Yemeğimizi yapıp önümüze getiren, elbiselerimizi temizleyip dolabımıza yerleştiren, evimizi/ odamızı düzenleleyip hazır hale getiren, her dertlendimizde dert ortağımız olan annemiz, gecenin ya da gündüzün bir saatinde vazifelerini aksettirdiğinde hayatımızın nasıl altüst olduğunu dibine kadar fark ederiz.

Kurulu düzenin en büyük döner çarkı en geniş dişlileri onun varlığıyla döner durur. O mübarek kadın, Allah'ı her zaman ta'zim eden ve ona ibadet eden meleklerin hamurundan yaratılmıştır sanki. Allah'ın rahman ve rahim sıfatının ete kemiğe bürünmüş ve görünür kılınmış halidir sanki. Ne çok hikaye, ne çok şiir, ne çok masal dinlemişizdir anneler hakkında.

Fakat bir evladın yüreğine anne sevgisi yerleştiren; bir annenin evlat gönlüne evlat sevgisi inşa eden yüce Rabbimiz sevginin ve merhametin en büyük kaynağıdır, unutmamak gerekir.

Kutlu vakitlerinin birinde, pazarda evladını kaybettikten sonra bulan annenin evladını bağrına bastığını görünce sahabeye sorar: "Bu anne, çocuğunu ateşe atabilir mi?Sahabe-i kiram: "Hayır Ya Resulallah bu mümkün müdür?" Alemlere rahmet (sav): "İşte bilin ki Allah da kullarına karşı muhabbeti ve sevgisi bu annenin evladına olan muhabbetinden daha çoktur." Yüce Rabbimiz, "anneyi" kendi ahlakında yaratmış. Herhangi bir karşılık beklemeden, her daim veren, her daim paylaşan bir ruh inşa etmiş.

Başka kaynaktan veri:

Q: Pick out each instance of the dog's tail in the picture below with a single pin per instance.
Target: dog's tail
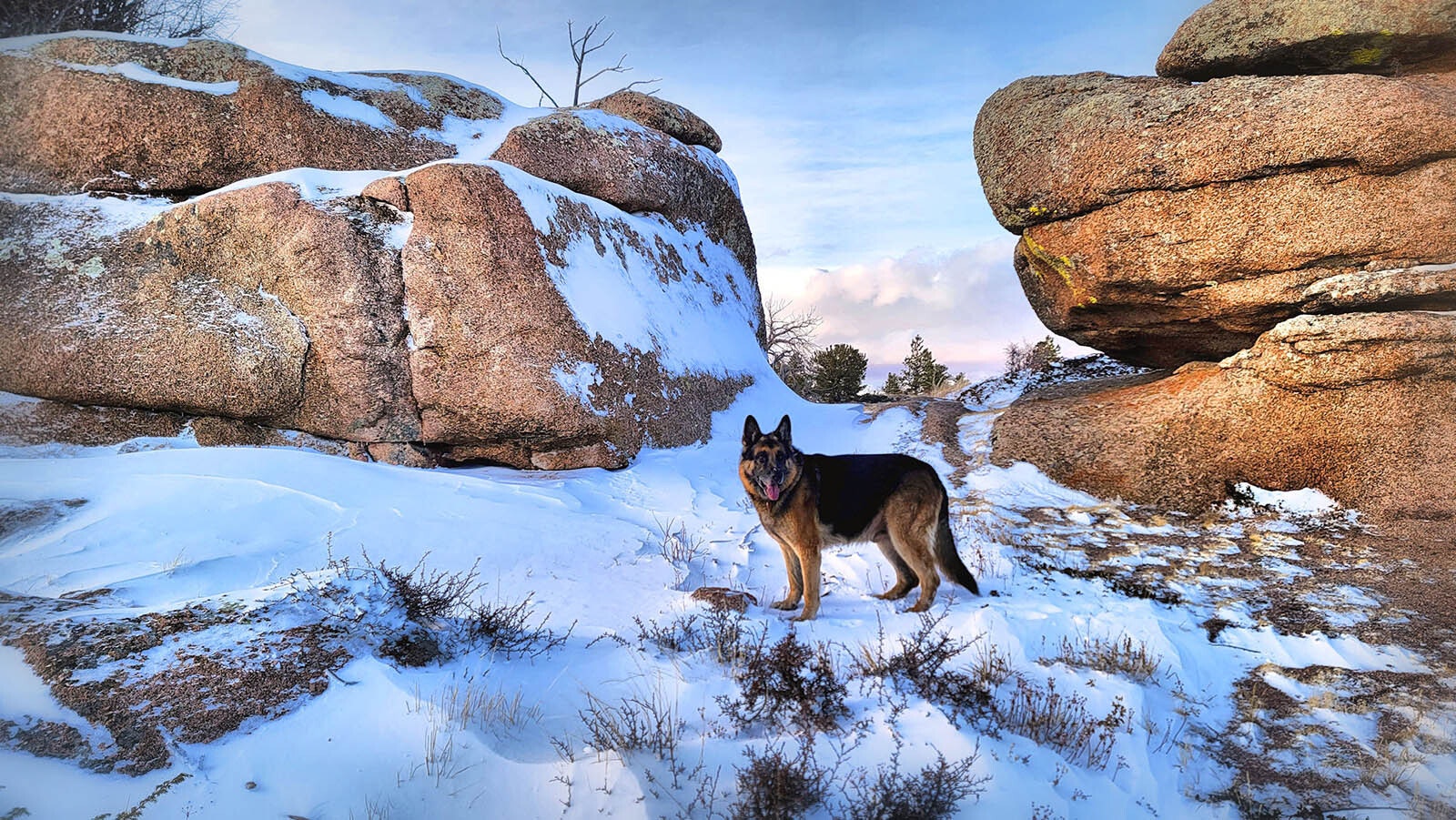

Yaradılış sırrına vakıf olamayan bir takım "kadınlar" görüyoruz çağımızda çocuklarını köpek yavrusu gibi doğuran, nefsine düşkün, benliğini öne çıkaran.

Nefsini ayaklar altına alabilmeyi. "Ben" demekten çok yavrum demeyi bilen anneler gün geçtikçe sayısal kan kaybediyorlar. Rabbimizin fıtratlara yerleştirmiş olduğu o mükemmel annelik duygusunu, sinir damarlarının tutup vücudundan koparırcasına sıyırıp atmak isteyen anneler var.

İnsanlığın en büyük kavramlarını bünyesinde süs diye taşıyabilen bu güzel insanlar, hangi fikirlerin, hangi feminist ideolojilerin dürtüsüyle bu hale gelmiş olabilirler, bilemiyoruz.

Çağdaş ve modern dünya sisteminin kabul ettiği "anneler günü" konusunda itirazlarımız olacaksa bile güzel hatırlatmaları, öze/fıtratına dönüş hatırlatmalarını söz ya da görsel olarak sıkça hatırlatıldığı bugünü (yani anneler gününü) saygı ve hürmetle kutlamalıyız vesselam.